Smurks, an iPhone and iPad app for non-verbal expression by way of malleable emoticons, has quietly become a powerful communication-aid in the autism community. Today, its makers are ready to transform the app into the next great tool for market research.

“Our feelings are the number one driver of the decisions we make,” said chief co-founder Pat Burns at the DEMO Conference in Santa Clara, Calif. “The reason that facial animation works is because each Smurk is a data point… it’s a big 3D graphic mood map! [It's] the quantitative analysis of people’s feelings.”

Smurks, a previously launched mobile application from startup Iconicast, provides people with a way to express their feelings about people, places, events, and things by pinching, stretching, and otherwise distorting an emoticon called a “smurk” in as many 350 different permutations. The smurk, an emotional alternative to a tag or review, has since been embraced by children with autism who otherwise have difficulty expressing emotion.

Iconicast is now ready to harness the intelligence gleaned by gathering smurks with a new market research tool called Iconimetrix, announced today at the DEMO Spring 2012 conference in Santa Clara, Calif. The system anonymizes the emotional tags for quantitative analysis, and identifies the mood and customer sentiment for any given place or thing.

Smurks Iconimetrix is specifically tailored to professionals and consumers — think marketers, pollsters, and comparison shoppers — who want a better way to understand how people feel about things. You can think of it as the emotional alternative to the question-and-answer survey. Already, the new mood measurement system is gaining fans at ad agencies and market research firms, Iconicast said.

“Expressing our emotions non-verbally plays a huge role in human evolution and in our human everyday lives; except new, smart technologies were severing us from this part of our humanity,” Iconicast CEO and cartoonist Pat Byrnes explained to VentureBeat. “We love technology, but we love being human more. Still, we figured, why couldn’t we have both?”

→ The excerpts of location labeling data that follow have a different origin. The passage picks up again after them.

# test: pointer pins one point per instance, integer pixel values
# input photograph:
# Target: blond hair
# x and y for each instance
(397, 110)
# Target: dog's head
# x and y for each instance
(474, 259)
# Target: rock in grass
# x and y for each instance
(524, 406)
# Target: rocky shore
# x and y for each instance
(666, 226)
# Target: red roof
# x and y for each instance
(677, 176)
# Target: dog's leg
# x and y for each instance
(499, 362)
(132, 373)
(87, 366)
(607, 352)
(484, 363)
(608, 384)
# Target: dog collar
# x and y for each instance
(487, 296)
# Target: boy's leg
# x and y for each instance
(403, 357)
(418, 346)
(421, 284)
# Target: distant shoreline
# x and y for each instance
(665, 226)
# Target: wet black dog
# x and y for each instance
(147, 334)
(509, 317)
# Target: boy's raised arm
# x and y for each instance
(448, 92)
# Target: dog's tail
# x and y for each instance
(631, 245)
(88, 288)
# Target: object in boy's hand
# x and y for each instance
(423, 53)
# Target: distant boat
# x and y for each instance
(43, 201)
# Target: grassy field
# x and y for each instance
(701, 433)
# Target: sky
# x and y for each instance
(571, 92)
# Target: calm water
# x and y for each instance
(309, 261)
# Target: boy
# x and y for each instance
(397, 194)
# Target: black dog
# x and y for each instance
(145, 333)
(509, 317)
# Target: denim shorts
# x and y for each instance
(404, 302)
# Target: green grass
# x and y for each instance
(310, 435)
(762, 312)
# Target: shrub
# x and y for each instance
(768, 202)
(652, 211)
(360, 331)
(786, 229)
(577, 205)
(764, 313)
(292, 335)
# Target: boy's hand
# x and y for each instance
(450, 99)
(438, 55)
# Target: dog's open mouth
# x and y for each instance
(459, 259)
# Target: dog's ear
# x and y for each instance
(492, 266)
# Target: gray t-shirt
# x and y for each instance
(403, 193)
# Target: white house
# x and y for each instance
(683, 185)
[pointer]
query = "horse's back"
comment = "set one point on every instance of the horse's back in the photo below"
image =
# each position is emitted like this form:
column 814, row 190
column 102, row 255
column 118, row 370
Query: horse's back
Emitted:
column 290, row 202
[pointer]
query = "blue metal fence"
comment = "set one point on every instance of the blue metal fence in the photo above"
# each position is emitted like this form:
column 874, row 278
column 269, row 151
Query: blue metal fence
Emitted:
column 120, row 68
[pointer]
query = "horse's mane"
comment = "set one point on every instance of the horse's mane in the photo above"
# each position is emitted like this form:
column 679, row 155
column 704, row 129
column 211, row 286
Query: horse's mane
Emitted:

By humanizing technology, Iconicast believes Smurks Inconimetrix has the potential to not only compete with standard polling systems and research technologies from Nielsen, CNN, and Moody’s, but actually provide better insight.

Founded in 2010, Wheaton, Illinois-based Iconicast has raised $300,000 in funding and has three employees.

Iconicast is one of 80 companies chosen by VentureBeat to launch at the DEMO Spring 2012 event taking place this week in Silicon Valley. After we make our selections, the chosen companies pay a fee to present. Our coverage of them remains objective.